Recently, a twitter user was wondering how to get “interesting” variants by chromosomic location. The user specifically mentioned GWAS and ClinVar as data sources of interest.
The OpenTargets Platform contains several sources of potentially “interesting” variants in GRCh38 chromosomic coordinates:
- OT Genetics Portal - GWAS-significant loci above a certain threshold of gene causality provided by Open Targets Genetics. At the moment, the GWAS studies are obtained from GWAS catalog and UK Biobank.
- PheWAS Catalog variants.
- ClinVar germline (
eva
) and somaticeva_somatic
variants (processed by the European Variation Archive - EVA) at all levels of pathogenicity.
As part of the integration process, all phenotypes are standardised to the same disease/phenotype ontology (EFO) and same variant identifiers (CHR_LOC_REF_ALT). The remaining question is how to get the variants of interest using their chromosomic locations.
Step 1: Download the data
All the required information can be downloaded from the downloads page. The next datasets are required:
- Target
- Target-Disease evidence
I use rsync
to download both datasets in parquet
format from version 21.04
, but alternative tools and formats are also available.
# target dataset
rsync -rpltvz --delete rsync.ebi.ac.uk::pub/databases/opentargets/platform/21.04/output/etl/parquet/targets .
# evidence dataset
rsync -rpltvz --delete rsync.ebi.ac.uk::pub/databases/opentargets/platform/21.04/output/etl/parquet/evidence .
Reading and querying the datasets
Next, it’s a simple script on how to access all variants in chromosome 1
in the range 173600000-173800000
. The script selects a few fields:
-
variantId
in chr_position_ref_alt format -
variantRsId
when available -
studyId
containing ClinVar RCV or GWAS study identifier -
datasourceId
specifying the origin of the evidence -
diseaseId
anddiseaseFromSource
Providing original trait/phenotype and mapped ontology term -
targetId
providing likely causal gene -
cs
(Clinical significances) specifying the clinical significance of the ClinVar variants.
More fields of potential interest can be explored by querying the evidence datasets using the fields provided in the schema evd.printSchema()
.
from pyspark.sql import SparkSession
import pyspark.sql.functions as F
# establish spark connection
spark = (
SparkSession.builder
.master('local[*]')
.getOrCreate()
)
targetPath = "<localpath>/targets"
evidencePath = "<localpath>/evidence"
target = spark.read.parquet(targetPath)
evd = spark.read.parquet(evidencePath)
variantEvidencePositioned = (
evd
.filter(F.col("variantId").isNotNull())
.withColumn("chr", F.split("variantId", "_").getItem(0))

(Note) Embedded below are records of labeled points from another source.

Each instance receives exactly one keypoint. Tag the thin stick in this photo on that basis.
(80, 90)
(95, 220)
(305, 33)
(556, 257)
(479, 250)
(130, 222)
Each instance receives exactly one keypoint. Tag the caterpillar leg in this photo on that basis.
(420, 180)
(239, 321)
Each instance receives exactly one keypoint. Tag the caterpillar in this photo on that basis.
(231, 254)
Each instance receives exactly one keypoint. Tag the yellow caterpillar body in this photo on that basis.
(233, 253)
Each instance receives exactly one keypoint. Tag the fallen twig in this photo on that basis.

.withColumn("position", F.split("variantId", "_").getItem(1))
)
out = (
variantEvidencePositioned
.filter((F.col("chr") == "1") &
(F.col("position").cast("long") > 173600000) &
(F.col("position").cast("long") < 173800000))
.select("variantId",
"variantRsId",
"datasourceId",
"diseaseId",
"diseaseFromSource",
"studyId",
"targetId",
F.explode_outer("clinicalSignificances").alias("cs"))
.join(target.selectExpr("id AS targetId", "approvedSymbol"),
how="left_outer", on="targetId"))
Next, it’s an example of the first 3 records in vertical format
>>> out.show(3, vertical = True, truncate = False)
-RECORD 0--------------------------------------
targetId | ENSG00000076321
variantId | 1_173757077_G_A
variantRsId | null
datasourceId | eva
diseaseId | HP_0001249
diseaseFromSource | Intellectual disability
studyId | RCV001078229
cs | likely pathogenic
approvedSymbol | KLHL20
-RECORD 1--------------------------------------
targetId | ENSG00000076321
variantId | 1_173757077_G_A
variantRsId | null
datasourceId | eva
diseaseId | EFO_0003847
diseaseFromSource | Intellectual disability
studyId | RCV001078229
cs | likely pathogenic
approvedSymbol | KLHL20
-RECORD 2--------------------------------------
targetId | ENSG00000183831
variantId | 1_173656571_T_C
variantRsId | rs7365380
datasourceId | ot_genetics_portal
diseaseId | EFO_0004337
diseaseFromSource | General cognitive ability
studyId | GCST006269
cs | null
approvedSymbol | ANKRD45
only showing top 3 rows
This example illustrates the value of integrating multiple sources, since variants in the same region have been linked to similar traits ( Intellectual disability
or General cognitive ability
) by 2 resources: GWASCatalog and ClinVar.